Nota: quando un profilo AppArmor concede il permesso di eseguire un altro programma, specifica se il processo figlio sia eseguito nel suo stesso profilo (denotato px), nello stesso profilo del processo padre ereditandone le peculiarità (denotato ix) o se il processo figlio non debba avere limitazioni (denotato ux). I permessi px dovrebbero essere usati per i programmi più importanti i cui dati sono acceduti dal mediatore, così come Apache esegue Sendmail per iviare i messaggi. I permessi ix dovrebbero essere usati per i più piccoli, utility che operano su qualsiasi dato che gli viene passato dal processo padre, così come uno script shell esegue cp per copiare un file.
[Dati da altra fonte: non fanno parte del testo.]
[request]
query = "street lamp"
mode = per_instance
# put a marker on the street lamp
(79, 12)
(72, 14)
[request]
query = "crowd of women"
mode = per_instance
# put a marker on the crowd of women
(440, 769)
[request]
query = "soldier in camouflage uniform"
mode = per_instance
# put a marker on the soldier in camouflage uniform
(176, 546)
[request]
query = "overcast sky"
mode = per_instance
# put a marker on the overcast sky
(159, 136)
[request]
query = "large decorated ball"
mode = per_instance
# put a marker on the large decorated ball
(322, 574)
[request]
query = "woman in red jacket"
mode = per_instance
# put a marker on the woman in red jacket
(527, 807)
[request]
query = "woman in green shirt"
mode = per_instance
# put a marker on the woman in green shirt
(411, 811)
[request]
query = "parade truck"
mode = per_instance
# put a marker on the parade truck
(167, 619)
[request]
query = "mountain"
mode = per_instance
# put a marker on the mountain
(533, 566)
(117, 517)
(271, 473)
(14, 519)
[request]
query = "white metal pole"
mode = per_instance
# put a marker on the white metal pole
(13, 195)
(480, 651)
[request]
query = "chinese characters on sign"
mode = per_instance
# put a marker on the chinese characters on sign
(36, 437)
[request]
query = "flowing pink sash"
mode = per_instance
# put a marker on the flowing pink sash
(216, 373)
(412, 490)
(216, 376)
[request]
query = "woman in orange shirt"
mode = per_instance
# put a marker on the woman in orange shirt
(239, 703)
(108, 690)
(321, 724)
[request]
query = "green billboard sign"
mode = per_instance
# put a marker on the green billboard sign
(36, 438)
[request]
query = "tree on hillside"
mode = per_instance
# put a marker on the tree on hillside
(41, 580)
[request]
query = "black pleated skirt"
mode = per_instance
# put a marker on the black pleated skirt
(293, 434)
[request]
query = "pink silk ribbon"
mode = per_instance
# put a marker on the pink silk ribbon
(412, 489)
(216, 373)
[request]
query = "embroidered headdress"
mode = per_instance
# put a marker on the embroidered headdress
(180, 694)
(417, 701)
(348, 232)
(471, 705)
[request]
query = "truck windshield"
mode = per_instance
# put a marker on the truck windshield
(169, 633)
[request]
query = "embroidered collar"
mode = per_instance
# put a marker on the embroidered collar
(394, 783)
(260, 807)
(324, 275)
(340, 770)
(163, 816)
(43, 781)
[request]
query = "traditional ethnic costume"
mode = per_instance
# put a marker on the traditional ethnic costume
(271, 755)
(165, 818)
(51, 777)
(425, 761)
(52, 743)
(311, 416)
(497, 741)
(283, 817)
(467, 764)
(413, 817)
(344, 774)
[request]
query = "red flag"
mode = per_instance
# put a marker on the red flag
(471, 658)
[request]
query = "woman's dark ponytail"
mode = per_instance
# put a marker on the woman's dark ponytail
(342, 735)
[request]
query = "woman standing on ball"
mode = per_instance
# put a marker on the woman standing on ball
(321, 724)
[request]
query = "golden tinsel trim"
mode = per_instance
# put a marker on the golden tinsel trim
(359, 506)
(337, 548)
I permessi ux sono molto pericolosi, dovrebbero essere usati con attenzione per consentire un accesso amministrativo che non è regolato da AppArmor, come l'ultima shell dell'amministratore di sistema eseguita dal demone SSH.
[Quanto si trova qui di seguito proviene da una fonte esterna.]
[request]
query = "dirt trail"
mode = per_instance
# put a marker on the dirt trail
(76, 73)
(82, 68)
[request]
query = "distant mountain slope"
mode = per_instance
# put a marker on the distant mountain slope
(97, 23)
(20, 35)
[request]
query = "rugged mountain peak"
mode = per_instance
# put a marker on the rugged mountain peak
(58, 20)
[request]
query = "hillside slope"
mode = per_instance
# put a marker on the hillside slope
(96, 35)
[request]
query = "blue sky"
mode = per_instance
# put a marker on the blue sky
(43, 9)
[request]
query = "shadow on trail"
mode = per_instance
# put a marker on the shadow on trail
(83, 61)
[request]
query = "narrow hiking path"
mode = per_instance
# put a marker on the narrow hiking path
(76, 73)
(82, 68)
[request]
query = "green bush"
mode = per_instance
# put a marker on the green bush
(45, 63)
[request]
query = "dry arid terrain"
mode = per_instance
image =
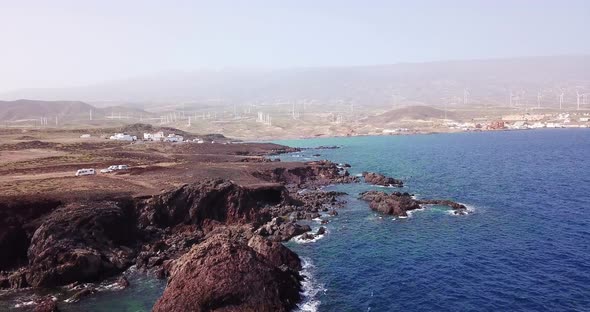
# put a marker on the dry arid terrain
(34, 162)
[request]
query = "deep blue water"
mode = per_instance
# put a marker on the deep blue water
(526, 246)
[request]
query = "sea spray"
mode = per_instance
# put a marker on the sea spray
(312, 289)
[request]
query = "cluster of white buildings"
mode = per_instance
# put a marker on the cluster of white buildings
(123, 137)
(160, 136)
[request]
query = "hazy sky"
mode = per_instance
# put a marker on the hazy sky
(63, 43)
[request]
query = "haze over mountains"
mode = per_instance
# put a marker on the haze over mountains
(483, 82)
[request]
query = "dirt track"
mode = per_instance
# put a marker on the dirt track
(48, 167)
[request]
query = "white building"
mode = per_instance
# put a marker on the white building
(158, 136)
(123, 137)
(173, 138)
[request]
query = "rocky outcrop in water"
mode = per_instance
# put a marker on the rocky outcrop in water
(232, 230)
(233, 270)
(313, 174)
(398, 204)
(379, 179)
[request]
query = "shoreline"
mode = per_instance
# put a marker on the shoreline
(277, 139)
(113, 213)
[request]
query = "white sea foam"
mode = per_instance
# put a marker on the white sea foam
(24, 304)
(470, 209)
(300, 240)
(311, 288)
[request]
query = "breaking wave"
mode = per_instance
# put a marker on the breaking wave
(311, 288)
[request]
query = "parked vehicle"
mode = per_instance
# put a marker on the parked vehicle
(114, 168)
(83, 172)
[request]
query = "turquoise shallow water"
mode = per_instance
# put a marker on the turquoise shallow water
(525, 247)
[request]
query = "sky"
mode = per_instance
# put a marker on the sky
(59, 43)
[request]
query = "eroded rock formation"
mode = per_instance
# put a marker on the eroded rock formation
(379, 179)
(233, 270)
(398, 204)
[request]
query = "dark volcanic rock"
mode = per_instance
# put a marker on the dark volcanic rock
(218, 200)
(316, 173)
(46, 304)
(18, 218)
(82, 243)
(379, 179)
(321, 231)
(398, 204)
(224, 273)
(279, 230)
(394, 204)
(443, 202)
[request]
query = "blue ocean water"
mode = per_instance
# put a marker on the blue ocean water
(525, 247)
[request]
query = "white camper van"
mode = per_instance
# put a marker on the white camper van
(82, 172)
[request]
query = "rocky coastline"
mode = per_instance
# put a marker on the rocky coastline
(209, 238)
(399, 204)
(213, 232)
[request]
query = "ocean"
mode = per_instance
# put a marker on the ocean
(525, 246)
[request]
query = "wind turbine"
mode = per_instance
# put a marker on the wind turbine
(465, 94)
(561, 100)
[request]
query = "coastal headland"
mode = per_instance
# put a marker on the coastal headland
(207, 216)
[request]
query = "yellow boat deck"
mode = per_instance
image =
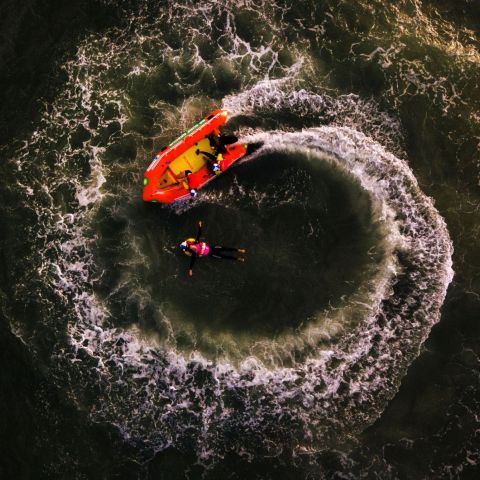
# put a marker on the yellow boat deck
(188, 160)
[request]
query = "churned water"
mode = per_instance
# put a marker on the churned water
(345, 346)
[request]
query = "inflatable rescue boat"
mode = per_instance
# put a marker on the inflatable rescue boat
(184, 164)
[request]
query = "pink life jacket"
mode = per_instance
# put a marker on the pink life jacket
(201, 248)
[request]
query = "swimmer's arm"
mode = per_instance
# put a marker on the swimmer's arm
(199, 233)
(190, 268)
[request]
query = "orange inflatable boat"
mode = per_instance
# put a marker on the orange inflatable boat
(184, 165)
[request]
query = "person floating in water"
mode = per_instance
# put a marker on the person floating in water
(218, 144)
(196, 249)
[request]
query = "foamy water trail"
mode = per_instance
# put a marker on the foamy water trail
(337, 390)
(165, 397)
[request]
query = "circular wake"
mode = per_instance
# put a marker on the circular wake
(339, 386)
(131, 357)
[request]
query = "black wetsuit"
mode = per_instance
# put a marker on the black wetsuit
(216, 251)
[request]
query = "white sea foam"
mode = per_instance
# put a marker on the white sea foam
(160, 395)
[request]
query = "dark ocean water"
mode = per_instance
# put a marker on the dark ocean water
(346, 346)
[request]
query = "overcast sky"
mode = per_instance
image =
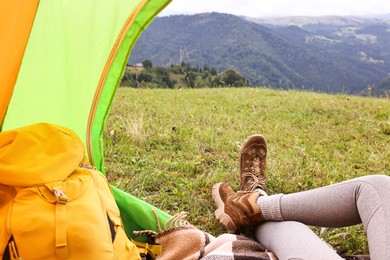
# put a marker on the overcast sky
(275, 8)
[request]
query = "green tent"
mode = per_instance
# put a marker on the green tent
(61, 63)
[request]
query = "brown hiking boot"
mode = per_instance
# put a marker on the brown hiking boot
(235, 210)
(252, 158)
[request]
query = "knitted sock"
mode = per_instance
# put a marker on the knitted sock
(262, 192)
(270, 207)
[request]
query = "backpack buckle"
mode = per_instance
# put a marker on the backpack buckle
(60, 196)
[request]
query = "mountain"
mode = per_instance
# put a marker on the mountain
(343, 57)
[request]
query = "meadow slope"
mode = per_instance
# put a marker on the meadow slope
(168, 147)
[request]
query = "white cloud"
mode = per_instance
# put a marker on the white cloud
(259, 8)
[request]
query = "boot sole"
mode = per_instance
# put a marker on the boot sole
(220, 212)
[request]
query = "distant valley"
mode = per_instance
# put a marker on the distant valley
(327, 54)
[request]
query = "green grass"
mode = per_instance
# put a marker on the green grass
(168, 147)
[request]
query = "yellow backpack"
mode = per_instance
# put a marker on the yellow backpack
(52, 205)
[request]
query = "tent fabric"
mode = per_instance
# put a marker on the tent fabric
(61, 63)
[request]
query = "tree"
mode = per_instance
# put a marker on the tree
(147, 64)
(233, 78)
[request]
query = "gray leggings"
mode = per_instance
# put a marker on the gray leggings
(362, 200)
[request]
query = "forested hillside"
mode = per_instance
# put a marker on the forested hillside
(320, 56)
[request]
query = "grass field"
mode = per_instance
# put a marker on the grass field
(168, 147)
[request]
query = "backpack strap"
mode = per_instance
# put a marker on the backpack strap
(60, 232)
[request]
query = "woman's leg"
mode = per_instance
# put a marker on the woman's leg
(293, 240)
(362, 200)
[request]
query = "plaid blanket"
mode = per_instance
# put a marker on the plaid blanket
(181, 240)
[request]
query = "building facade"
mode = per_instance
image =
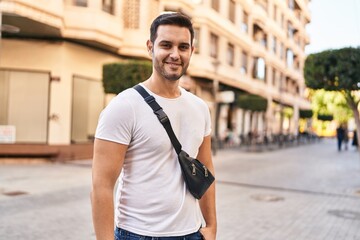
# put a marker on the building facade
(51, 65)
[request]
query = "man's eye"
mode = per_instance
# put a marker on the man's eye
(185, 47)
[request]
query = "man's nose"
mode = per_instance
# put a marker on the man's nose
(174, 53)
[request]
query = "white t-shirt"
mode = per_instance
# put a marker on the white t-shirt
(152, 198)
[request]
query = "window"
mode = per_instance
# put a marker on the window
(281, 50)
(214, 42)
(289, 58)
(108, 6)
(290, 31)
(244, 24)
(259, 69)
(274, 80)
(274, 44)
(80, 3)
(232, 8)
(197, 39)
(243, 62)
(275, 13)
(131, 12)
(291, 4)
(215, 4)
(230, 54)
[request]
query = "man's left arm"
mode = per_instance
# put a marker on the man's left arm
(207, 202)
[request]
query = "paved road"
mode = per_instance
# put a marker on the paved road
(308, 192)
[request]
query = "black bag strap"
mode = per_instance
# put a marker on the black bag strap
(161, 115)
Poiché le minacce dalla rete sono una preoccupazione così diffusa, AppArmor include un analizzatore di sistema chiamato unconfined, che scandisce le porte di rete aperte della macchina, cerca i programmi che sono in ascolto su queste porte e fa una lista dei profili inerenti a quei programmi, se ce ne sono. Se unconfined rileva che tutte le porte di rete aperte conducono a profili di AppArmor, allora questo è il caso in cui questi profili definiscono la peggiore situazione che un attacco potrebbe imporre sulla macchina.
Similmente, per proteggere una workstation da un attacco dalla rete, tutti i programmi che processano imput provenienti dalla rete dovrebbero avere un profilo. Alcuni di questi programmi hanno persistenti porte aperte verso la rete, come i client ssh. Alcuni hanno porte aperte transienti, come i browser web, i client di posta e i client IM. Alcuni di tali programmi non hanno porte di rete, tuttavia processano imput provenienti dalla rete con elevati rischi di sicurezza, come OpenOffice cui viene spesso chiesto di aprire immediatamente file .doc che sono stati allegati a messaggi di posta. Tuttavia non c'è bisogno di un profilo per tutti i programmi installati sulla workstation, ma solo per quelli che processano imput provenienti dalla rete.
In una situazione differente, per proteggere una postazione dagli attacchi degli utenti, devono avere un profili tutti i programmi che accettano imput da tastiera e mouse, così come ogni altro lettore di periferiche come i lettori di codici a barre o di bande magnetiche. Questo "modello di minaccia da tastiera" è molto simile al modello di minaccia dalla rete, solo che le minacce arrivano da dispositivi IO locali come una tastiera o un card reader, piuttosto che dalle interfacce di rete.